Sigh. I have a neutral white tactical aa^2 sitting at my apartment, and I'm home on fall break visiting the family. I'm looking forward to using it, but clearly I have a flashlight problem. Today at Wal Greens I saw a 3-C cell flashlight - 1 halogen bulb centered among 6 white LEDs, with 3 settings: 3 LED, 6 LED, and halogen. I nearly bought it, just barely remembered that I had no C cells, and a flashlight waiting for me. Looked like a good light, had the ringy etching all the way up.


----------



## UnknownVT (Oct 10, 2009)

KiwiMark said:


> So I paid extra and bought a body and head and tailcap (the 3 pieces instead of a complete light) - all are still available. I'd rather pay $10 more and have the light I want.



WoW! now that's great, still being able to do that.

You are absolutely right to get the light you want rather than compromise - admirable.

I hope you'll enjoy the neutral white. 

Personally I am liking the neutral white more and more - 
I had occasion to use my EDC Fenix L01D the other night - 
like I say when it's dark any light is better than no light - 
but I noticed how gray/blue things looked with that light - 
and I thought I was used to "white" LEDs 
(The RB80 is also a bit warmer than the average coll white Cree Q5) - made me wish for an AAA neutral white to carry.....


----------



## B0wz3r (Oct 11, 2009)

Hey VT, et. al...

I'm going to go ahead and get a QAA in a couple of days, even though the neutral white ones are out of stock. I'm also going to get a couple of AW 14500's and a charger as well.

I'm signed up for an overnight leader's training session in two weeks with boy-scouts (I'm the den leader for my son's cub-scout Webelos den this year), and I want to make sure I've got a light that will at least go toe to toe with the best of them. (Even better if I blow a few people away with it too.  ) I think I'm going to like throwing 170L from a 1x AA light. 

One more thing... is there any time limit on using the Quarks on turbo? I've read that on some of the Fenixes they say you should only run them on turbo for five minutes or less because otherwise you'll burn out the emitter. Is that also true for the Quarks? From what I can tell they all use the same head, but I haven't found anything on 4seven's website indicating a turbo mode time limit.


----------



## UnknownVT (Oct 11, 2009)

B0wz3r said:


> One more thing... is there any time limit on using the Quarks on turbo? I've read that on some of the Fenixes they say you should only run them on turbo for five minutes or less because otherwise you'll burn out the emitter. Is that also true for the Quarks? From what I can tell they all use the same head, but I haven't found anything on 4seven's website indicating a turbo mode time limit.

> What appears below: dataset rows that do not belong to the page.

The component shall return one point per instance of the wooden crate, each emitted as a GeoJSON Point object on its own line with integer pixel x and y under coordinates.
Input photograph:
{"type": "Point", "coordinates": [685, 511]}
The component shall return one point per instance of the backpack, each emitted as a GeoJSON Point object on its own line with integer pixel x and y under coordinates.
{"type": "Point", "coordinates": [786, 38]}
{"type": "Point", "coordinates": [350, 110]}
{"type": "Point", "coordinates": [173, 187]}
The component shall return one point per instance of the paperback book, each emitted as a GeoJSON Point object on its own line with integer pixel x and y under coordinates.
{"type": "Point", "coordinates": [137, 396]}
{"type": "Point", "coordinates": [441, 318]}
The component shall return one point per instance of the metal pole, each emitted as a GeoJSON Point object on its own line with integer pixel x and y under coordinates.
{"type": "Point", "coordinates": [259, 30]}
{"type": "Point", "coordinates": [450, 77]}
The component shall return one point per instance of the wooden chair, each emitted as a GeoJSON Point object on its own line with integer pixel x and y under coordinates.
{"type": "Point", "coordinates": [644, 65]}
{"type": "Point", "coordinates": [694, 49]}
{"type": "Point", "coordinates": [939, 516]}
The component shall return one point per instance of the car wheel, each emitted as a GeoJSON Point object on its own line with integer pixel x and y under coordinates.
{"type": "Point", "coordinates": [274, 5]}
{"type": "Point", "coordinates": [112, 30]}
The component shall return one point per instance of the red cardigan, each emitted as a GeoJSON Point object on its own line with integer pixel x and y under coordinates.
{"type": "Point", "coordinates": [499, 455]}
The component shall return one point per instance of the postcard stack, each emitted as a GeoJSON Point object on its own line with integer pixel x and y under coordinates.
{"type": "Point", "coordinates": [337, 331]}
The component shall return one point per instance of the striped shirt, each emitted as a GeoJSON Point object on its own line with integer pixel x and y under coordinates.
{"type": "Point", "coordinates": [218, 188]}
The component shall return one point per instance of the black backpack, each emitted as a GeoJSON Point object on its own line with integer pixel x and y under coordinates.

Don't know for sure - you best ask 4Sevens that question.

I do know that the Quarks (AA, AA2 and 123) have buck/boost circuits - so they actually buck/lower any voltage (up to 4.2V) down to the proper Vf of the LED which not only means the lights retain their lower levels - but protects the LEDs from over-voltage - which sometimes does not automatically mean sudden death - but can have detrimental effects over time.

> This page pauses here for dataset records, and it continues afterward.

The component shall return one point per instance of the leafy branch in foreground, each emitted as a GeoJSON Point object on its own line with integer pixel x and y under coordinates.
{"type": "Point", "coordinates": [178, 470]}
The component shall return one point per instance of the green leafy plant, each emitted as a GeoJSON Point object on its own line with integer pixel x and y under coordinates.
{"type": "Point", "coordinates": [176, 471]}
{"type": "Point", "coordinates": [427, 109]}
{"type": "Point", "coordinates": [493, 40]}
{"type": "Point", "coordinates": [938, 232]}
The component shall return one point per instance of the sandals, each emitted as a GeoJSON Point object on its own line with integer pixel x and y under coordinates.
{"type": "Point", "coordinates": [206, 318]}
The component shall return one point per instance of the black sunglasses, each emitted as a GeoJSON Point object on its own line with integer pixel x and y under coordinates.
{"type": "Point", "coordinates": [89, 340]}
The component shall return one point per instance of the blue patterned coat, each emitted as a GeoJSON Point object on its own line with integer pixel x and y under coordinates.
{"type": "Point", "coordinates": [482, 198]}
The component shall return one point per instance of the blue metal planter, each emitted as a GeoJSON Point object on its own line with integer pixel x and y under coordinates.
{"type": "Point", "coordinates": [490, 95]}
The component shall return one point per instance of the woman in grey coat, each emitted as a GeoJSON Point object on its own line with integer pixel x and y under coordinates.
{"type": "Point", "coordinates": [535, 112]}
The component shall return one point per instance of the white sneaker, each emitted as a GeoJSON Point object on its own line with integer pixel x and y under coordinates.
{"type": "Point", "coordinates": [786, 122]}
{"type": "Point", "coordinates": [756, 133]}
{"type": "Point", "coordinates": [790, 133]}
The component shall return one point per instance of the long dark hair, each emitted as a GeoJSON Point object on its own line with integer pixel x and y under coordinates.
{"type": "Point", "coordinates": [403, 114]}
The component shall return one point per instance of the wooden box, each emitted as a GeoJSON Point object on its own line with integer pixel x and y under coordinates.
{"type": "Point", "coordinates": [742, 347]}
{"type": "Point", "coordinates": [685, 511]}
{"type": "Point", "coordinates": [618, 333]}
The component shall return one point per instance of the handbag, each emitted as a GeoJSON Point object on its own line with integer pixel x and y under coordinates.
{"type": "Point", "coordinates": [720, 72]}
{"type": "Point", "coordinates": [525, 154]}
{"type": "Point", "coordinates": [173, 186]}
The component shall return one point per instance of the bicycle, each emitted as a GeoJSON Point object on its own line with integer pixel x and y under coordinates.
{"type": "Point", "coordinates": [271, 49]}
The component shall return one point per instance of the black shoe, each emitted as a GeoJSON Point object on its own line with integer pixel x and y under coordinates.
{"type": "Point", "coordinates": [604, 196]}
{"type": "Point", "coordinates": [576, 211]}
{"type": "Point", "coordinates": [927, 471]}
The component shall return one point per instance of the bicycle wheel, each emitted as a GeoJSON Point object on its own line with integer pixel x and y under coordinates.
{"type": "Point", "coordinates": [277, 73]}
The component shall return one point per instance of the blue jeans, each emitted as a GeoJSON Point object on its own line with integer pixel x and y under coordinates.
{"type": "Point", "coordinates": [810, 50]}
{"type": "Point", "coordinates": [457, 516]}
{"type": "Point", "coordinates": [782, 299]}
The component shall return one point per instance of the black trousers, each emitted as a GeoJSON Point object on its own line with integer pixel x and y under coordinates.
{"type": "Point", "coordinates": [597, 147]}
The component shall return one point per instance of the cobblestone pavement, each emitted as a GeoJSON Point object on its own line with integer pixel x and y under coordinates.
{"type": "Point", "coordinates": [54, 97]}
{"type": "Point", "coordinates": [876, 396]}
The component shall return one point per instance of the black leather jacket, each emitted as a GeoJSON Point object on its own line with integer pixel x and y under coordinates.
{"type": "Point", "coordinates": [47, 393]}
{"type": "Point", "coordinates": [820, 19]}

However I do not know whether their max output modes are over-driving the LED or not (I suspect they are not, because of the overall conservative outputs of the lights).

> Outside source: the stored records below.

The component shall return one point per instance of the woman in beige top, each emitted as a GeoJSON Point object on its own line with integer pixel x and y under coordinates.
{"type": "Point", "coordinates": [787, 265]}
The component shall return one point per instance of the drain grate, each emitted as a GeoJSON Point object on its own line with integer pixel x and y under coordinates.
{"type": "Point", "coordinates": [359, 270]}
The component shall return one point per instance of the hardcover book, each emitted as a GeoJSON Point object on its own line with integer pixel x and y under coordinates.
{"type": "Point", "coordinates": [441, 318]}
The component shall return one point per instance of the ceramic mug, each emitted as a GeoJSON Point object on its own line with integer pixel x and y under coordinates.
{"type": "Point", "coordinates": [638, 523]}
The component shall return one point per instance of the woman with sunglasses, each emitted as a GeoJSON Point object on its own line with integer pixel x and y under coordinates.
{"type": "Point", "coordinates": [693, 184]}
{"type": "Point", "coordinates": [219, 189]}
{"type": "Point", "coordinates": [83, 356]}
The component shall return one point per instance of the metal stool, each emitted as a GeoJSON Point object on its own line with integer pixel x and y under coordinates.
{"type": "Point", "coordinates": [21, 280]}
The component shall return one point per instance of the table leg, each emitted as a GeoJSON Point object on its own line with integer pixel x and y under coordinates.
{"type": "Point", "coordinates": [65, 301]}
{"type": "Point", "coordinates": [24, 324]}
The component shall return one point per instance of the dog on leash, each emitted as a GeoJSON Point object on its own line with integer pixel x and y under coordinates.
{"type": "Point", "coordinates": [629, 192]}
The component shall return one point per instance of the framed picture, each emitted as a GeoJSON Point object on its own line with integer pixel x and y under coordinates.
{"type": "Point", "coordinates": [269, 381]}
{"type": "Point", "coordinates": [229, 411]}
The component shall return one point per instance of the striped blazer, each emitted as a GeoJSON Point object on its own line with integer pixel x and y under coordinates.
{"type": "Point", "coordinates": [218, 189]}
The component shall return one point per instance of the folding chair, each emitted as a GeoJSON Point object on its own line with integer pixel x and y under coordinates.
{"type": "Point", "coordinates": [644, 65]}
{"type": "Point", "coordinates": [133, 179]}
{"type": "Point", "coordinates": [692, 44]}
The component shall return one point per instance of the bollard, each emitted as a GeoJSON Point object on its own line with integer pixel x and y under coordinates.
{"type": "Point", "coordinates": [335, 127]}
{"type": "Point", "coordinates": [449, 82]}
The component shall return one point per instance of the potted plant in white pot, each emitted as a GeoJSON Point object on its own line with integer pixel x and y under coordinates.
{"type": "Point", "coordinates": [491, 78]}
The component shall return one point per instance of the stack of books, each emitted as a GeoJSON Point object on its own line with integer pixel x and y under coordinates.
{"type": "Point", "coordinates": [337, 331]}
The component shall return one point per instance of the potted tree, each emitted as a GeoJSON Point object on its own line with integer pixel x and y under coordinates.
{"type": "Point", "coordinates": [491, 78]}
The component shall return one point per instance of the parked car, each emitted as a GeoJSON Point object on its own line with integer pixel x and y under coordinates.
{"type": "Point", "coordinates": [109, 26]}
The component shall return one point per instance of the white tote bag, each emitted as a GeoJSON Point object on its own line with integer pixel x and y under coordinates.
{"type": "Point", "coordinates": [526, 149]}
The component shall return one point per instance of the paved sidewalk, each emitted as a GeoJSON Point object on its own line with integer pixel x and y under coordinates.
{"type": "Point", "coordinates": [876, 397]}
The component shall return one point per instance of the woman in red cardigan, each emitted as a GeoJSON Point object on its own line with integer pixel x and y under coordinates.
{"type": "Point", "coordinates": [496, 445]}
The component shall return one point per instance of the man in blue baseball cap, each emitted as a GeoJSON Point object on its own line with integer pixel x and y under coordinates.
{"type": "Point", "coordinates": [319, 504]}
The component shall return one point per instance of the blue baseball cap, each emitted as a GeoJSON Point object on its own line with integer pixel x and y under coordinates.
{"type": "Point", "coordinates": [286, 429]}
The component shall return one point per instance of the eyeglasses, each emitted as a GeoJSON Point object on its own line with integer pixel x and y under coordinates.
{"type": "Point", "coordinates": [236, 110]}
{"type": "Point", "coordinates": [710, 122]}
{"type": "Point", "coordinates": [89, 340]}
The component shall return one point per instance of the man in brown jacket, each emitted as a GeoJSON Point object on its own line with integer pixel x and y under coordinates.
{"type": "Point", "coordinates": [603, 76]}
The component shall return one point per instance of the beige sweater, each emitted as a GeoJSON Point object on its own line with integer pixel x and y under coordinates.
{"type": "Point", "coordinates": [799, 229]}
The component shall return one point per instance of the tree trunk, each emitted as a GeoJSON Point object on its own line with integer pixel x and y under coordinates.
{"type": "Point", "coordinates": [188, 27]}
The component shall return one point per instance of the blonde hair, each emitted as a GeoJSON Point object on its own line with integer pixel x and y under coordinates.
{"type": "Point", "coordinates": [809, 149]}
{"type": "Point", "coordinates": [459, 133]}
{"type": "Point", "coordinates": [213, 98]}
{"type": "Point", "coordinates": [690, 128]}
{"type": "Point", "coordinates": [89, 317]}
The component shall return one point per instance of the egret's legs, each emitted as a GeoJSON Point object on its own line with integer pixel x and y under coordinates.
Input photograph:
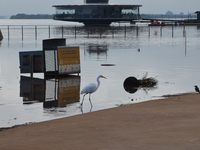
{"type": "Point", "coordinates": [83, 99]}
{"type": "Point", "coordinates": [90, 100]}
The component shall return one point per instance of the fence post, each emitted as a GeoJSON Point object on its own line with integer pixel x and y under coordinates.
{"type": "Point", "coordinates": [161, 30]}
{"type": "Point", "coordinates": [62, 32]}
{"type": "Point", "coordinates": [113, 32]}
{"type": "Point", "coordinates": [75, 32]}
{"type": "Point", "coordinates": [22, 34]}
{"type": "Point", "coordinates": [8, 33]}
{"type": "Point", "coordinates": [137, 30]}
{"type": "Point", "coordinates": [125, 31]}
{"type": "Point", "coordinates": [184, 31]}
{"type": "Point", "coordinates": [49, 32]}
{"type": "Point", "coordinates": [35, 32]}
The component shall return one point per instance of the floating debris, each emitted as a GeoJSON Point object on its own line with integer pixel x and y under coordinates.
{"type": "Point", "coordinates": [132, 84]}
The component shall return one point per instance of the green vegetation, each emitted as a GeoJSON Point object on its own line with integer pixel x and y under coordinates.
{"type": "Point", "coordinates": [25, 16]}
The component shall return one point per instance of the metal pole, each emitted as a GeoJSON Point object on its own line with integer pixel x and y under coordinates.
{"type": "Point", "coordinates": [49, 32]}
{"type": "Point", "coordinates": [75, 32]}
{"type": "Point", "coordinates": [149, 30]}
{"type": "Point", "coordinates": [31, 65]}
{"type": "Point", "coordinates": [113, 31]}
{"type": "Point", "coordinates": [22, 33]}
{"type": "Point", "coordinates": [161, 30]}
{"type": "Point", "coordinates": [125, 31]}
{"type": "Point", "coordinates": [100, 32]}
{"type": "Point", "coordinates": [35, 32]}
{"type": "Point", "coordinates": [184, 31]}
{"type": "Point", "coordinates": [137, 29]}
{"type": "Point", "coordinates": [62, 31]}
{"type": "Point", "coordinates": [8, 33]}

But you'd have to ask 4Sevens for the definitive answer.

You do know you can still buy the Neutral white Quark heads separately - and since the Quarks are "Lego" in their interchangeability between AA, AA2 and 1x123 you can easily get a neutral white as part of your repertoire.


----------



## KiwiMark (Oct 11, 2009)

My package from 4Sevens arrived today - the Nitecore D10 R2 is really nice, but the colour is more pleasant from my Quark. I receive a 1 x AA body, the reverse clicky tailcap and the neutral white normal head. I put removed the clip and put the light together - it is very nice with a great colour of light.

The reason I bough the non-tactical (normal) version is because I really wanted full power and minimum power (head loose goes straight to minimum, head tight goes straight to full power) but also I want the ability to bump up from minimum to low or medium because sometimes minimum is too low and low or medium are more useful, but high or full are too much.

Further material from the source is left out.